On 20 November 2009, the European Court of Auditors said that it has assessed whether the delegation of operational tasks to executive agencies has proved to be a successful instrument for implementing the EU budget. Executive agencies are Community bodies established by the European Commission in order to implement, by delegation, EU spending programmes. They are a relatively recent phenomenon in the EU institutional landscape. Since 2003, six executive agencies have been created, responsible for managing a financial envelope of around 32 billion euro for the period till 2013.

The Court's audit showed that the initiative of setting up the executive agencies was mainly driven by the need to compensate for staff shortages at the Commission rather than being part of a general reform of the governance based on the intrinsic features of the programmes themselves. The cost-benefit analyses accompanying the decisions to create the agencies took little account of non-financial aspects and omitted to consider some important factors on the side of costs. Their contribution to the decision-making process was therefore rather limited.

In terms of benefits achieved, clear cost savings stem from the prevalence of lower paid contract staff at the agencies, even when one considers the additional costs of the new posts created for supervision and support at both the Commission and the agencies. However, the savings very much depend on the redeployment of the Commission staff previously assigned to the programmes and on the suppression of the contract posts within the corresponding Commission services. In the absence of reliable information on the ex-ante situation at the Commission, the extent of the savings cannot be accurately quantified.

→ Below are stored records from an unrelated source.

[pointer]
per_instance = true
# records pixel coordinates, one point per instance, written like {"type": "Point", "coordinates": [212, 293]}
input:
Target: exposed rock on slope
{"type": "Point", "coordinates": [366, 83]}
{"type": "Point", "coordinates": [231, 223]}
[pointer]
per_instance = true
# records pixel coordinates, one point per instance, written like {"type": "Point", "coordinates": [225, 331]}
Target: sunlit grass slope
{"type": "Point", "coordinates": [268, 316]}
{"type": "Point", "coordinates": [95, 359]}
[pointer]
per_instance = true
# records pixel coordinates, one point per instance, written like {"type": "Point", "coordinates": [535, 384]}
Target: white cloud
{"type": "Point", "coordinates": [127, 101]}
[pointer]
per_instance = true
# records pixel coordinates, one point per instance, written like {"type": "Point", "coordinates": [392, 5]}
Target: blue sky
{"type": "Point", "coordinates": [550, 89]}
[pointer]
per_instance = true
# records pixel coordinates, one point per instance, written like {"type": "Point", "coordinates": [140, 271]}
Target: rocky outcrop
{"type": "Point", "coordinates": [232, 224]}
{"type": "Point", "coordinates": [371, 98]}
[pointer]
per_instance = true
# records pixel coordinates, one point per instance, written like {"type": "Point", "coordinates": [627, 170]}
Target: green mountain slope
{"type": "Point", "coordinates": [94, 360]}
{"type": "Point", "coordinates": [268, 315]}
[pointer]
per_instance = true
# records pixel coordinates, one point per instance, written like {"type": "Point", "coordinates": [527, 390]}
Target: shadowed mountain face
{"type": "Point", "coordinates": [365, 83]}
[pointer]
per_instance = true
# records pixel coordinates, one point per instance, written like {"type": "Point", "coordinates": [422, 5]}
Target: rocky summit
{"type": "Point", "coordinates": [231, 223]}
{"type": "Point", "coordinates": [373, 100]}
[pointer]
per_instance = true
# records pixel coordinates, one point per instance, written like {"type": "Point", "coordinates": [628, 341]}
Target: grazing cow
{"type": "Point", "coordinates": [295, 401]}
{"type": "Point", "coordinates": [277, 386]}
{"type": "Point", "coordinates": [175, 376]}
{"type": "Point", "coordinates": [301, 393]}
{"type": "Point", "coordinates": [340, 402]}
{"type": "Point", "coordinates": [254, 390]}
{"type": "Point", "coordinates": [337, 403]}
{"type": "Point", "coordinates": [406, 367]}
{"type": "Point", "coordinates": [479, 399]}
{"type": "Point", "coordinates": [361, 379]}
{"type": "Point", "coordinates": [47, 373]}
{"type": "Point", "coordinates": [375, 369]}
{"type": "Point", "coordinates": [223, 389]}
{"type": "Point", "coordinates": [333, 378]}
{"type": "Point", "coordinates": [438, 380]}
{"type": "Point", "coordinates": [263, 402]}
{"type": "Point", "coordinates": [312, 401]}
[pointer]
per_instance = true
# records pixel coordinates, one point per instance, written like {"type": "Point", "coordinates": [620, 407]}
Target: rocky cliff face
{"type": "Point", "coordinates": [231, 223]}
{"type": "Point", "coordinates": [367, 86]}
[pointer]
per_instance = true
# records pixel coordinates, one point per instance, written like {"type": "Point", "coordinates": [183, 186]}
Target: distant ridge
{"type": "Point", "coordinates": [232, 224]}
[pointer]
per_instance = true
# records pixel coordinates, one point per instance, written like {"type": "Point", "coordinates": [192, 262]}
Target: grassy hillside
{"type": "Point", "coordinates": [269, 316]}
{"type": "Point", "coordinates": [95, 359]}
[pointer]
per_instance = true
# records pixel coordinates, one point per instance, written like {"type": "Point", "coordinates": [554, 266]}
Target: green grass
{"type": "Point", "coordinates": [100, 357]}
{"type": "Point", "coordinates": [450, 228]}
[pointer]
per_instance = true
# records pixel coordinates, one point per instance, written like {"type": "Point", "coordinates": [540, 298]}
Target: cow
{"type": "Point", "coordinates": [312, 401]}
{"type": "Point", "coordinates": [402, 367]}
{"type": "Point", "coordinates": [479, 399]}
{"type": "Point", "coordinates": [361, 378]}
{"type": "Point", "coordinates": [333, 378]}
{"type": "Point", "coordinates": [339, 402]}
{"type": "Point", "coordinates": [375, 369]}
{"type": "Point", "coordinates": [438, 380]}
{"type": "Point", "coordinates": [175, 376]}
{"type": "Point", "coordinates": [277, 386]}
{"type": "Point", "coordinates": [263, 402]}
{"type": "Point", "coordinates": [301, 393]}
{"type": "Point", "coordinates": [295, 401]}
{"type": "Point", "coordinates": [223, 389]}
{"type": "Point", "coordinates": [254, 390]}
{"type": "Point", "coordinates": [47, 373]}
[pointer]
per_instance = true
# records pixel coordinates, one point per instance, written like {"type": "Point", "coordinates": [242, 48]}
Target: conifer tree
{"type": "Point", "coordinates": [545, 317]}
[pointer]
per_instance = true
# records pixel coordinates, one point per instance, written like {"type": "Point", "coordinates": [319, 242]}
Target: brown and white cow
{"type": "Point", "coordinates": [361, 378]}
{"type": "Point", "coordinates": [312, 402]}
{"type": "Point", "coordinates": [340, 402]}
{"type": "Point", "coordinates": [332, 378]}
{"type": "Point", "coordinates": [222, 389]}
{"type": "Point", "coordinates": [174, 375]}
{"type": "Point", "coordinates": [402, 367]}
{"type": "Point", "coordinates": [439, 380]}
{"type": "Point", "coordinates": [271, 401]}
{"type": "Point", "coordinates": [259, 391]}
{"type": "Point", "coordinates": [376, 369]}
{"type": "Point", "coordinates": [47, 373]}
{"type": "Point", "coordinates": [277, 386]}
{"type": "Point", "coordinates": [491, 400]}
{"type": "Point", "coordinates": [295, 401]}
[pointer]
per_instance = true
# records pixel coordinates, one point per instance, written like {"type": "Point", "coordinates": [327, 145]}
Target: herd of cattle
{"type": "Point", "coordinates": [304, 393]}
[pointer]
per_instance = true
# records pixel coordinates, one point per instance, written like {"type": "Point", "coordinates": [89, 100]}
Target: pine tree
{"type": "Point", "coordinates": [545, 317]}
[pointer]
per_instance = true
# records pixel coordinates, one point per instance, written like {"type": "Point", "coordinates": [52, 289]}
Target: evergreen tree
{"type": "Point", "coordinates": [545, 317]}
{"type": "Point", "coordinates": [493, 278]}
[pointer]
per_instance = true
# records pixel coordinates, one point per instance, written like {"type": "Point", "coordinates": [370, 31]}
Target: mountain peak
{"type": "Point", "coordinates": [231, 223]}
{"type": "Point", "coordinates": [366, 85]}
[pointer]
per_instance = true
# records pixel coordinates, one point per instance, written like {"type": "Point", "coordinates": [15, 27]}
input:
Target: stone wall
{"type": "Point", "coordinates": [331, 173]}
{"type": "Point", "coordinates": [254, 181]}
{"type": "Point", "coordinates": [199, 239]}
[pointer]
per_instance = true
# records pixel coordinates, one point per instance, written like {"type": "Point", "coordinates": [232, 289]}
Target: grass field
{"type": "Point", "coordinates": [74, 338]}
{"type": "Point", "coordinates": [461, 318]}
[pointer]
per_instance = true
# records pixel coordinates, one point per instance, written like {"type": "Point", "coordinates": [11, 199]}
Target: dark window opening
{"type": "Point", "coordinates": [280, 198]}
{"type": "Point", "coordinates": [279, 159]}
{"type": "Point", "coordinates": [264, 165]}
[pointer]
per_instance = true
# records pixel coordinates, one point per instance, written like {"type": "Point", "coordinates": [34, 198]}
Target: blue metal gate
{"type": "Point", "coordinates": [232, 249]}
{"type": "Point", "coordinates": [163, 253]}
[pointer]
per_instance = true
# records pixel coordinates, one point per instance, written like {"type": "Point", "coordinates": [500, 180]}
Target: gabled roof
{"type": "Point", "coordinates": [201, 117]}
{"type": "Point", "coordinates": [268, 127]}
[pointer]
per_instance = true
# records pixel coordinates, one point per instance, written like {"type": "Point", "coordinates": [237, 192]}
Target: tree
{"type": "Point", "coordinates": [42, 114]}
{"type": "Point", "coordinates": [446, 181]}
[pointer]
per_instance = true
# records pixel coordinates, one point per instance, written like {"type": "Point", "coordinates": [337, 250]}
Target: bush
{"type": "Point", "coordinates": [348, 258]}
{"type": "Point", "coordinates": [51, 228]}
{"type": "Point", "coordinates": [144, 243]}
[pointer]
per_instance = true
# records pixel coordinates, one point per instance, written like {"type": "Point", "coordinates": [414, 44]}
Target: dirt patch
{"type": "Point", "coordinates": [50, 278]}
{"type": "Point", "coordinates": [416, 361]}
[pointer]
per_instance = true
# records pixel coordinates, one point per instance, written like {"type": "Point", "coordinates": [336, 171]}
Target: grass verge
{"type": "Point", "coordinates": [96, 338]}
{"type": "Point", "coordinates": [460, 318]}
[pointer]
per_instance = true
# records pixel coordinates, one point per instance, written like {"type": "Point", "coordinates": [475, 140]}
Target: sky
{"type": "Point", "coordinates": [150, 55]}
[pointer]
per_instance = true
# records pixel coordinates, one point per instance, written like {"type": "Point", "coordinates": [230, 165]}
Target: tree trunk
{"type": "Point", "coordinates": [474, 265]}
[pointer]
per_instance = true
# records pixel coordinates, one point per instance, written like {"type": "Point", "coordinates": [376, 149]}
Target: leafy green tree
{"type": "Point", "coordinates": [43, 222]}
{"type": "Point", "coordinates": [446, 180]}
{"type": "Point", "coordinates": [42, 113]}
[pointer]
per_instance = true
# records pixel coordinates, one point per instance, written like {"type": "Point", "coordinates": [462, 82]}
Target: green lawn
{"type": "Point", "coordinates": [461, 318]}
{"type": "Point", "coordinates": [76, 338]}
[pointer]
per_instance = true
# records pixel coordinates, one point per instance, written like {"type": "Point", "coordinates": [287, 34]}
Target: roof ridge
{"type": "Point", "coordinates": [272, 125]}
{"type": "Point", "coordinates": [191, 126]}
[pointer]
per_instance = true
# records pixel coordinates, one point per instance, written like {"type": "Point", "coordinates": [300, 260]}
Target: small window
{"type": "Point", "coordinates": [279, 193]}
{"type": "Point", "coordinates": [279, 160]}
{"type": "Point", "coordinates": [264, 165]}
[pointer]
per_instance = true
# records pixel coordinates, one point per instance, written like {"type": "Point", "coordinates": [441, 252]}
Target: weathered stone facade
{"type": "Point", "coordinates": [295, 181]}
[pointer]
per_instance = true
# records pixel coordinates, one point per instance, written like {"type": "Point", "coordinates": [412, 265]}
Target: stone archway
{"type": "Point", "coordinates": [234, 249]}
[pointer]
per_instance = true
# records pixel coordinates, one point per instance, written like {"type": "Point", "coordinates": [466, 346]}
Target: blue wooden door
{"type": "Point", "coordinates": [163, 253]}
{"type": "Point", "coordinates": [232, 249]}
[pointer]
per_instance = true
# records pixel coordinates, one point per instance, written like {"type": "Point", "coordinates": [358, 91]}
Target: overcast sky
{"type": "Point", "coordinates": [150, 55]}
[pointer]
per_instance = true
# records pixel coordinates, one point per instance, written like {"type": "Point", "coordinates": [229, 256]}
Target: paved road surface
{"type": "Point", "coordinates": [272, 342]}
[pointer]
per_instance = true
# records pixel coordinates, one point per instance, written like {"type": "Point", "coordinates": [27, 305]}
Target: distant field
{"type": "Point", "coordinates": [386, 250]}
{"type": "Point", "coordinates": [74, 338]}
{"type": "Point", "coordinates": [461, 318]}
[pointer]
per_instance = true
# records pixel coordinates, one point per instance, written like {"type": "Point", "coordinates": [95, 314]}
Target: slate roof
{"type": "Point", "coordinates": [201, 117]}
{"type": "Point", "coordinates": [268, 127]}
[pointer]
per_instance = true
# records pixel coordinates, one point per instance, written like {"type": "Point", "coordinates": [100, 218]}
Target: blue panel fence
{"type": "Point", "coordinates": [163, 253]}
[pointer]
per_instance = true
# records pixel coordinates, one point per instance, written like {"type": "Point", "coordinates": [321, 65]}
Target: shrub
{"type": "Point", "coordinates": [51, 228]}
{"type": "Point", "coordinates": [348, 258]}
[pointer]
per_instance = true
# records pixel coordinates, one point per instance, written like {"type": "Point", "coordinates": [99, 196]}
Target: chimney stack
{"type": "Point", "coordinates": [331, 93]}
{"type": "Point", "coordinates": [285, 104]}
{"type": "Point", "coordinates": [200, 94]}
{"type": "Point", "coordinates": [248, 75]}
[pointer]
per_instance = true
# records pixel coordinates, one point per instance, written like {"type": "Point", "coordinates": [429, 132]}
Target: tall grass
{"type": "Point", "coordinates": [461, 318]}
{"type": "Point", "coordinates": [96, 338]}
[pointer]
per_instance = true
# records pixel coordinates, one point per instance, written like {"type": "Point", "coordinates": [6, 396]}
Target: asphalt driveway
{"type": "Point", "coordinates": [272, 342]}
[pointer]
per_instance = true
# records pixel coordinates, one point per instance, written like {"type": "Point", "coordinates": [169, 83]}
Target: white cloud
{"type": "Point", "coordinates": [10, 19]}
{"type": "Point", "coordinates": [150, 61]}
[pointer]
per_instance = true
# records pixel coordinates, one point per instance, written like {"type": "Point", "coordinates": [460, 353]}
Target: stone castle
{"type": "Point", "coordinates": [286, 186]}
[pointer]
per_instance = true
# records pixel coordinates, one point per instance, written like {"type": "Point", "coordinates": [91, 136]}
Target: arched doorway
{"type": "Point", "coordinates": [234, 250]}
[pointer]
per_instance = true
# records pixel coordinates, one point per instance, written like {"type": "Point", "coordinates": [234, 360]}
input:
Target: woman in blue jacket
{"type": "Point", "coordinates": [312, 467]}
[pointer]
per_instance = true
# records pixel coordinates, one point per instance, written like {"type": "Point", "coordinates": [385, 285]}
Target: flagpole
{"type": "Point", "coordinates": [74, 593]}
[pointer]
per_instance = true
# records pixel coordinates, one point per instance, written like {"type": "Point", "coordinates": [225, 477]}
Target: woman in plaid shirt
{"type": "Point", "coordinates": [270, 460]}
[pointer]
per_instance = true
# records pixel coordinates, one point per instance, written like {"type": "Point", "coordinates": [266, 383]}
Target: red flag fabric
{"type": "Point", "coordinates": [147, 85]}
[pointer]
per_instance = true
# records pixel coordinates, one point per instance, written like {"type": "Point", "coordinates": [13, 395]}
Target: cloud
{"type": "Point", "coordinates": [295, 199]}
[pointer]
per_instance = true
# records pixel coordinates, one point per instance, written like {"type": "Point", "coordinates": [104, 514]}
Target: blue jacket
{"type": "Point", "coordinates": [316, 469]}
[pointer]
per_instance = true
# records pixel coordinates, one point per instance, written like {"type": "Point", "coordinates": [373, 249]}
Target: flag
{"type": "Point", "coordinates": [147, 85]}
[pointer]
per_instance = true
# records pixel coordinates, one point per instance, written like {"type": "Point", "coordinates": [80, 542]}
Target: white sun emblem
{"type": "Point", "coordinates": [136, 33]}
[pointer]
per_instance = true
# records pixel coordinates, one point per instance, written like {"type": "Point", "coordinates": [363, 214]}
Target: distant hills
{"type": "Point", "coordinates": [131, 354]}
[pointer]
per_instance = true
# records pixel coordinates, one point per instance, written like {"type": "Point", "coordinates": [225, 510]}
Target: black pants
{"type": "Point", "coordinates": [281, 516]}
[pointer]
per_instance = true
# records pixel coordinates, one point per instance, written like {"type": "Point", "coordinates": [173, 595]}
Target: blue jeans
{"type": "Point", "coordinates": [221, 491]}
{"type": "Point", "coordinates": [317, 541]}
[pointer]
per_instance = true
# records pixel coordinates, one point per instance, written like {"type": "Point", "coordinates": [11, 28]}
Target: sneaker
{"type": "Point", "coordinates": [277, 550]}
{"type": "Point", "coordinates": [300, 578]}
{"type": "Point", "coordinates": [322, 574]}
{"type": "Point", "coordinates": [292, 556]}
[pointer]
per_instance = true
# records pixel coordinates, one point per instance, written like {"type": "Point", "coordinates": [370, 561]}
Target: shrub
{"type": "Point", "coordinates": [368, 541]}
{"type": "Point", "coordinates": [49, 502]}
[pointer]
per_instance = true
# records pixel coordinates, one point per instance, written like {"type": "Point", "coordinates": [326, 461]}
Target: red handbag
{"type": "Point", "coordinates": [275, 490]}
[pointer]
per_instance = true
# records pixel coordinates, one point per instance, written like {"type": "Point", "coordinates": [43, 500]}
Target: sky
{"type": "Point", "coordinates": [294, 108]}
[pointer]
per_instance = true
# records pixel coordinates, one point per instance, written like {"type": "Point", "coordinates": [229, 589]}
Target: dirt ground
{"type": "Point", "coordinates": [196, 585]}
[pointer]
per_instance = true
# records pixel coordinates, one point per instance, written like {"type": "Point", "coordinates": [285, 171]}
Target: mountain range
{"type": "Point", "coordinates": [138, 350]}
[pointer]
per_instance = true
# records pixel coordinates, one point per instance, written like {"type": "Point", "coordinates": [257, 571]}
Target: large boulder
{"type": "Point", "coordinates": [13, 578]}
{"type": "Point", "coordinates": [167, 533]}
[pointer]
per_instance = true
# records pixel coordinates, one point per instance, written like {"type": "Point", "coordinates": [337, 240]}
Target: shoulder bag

In terms of service delivery, the Court found that, as a result of their specialisation in well-defined tasks, the executive agencies are providing better service than the Commission did before. They conclude contracts, make payments and approve technical and financial reports on the projects more rapidly. In addition, they have simplified the management procedures and reduced the administrative burden for applicants and project promoters. Increased external communication and dissemination of results to a wider public are also contributing to enhance the visibility of EU actions. On the other hand, the process of recruiting adequate personnel has proved to be more difficult and less flexible than the Commission assumed.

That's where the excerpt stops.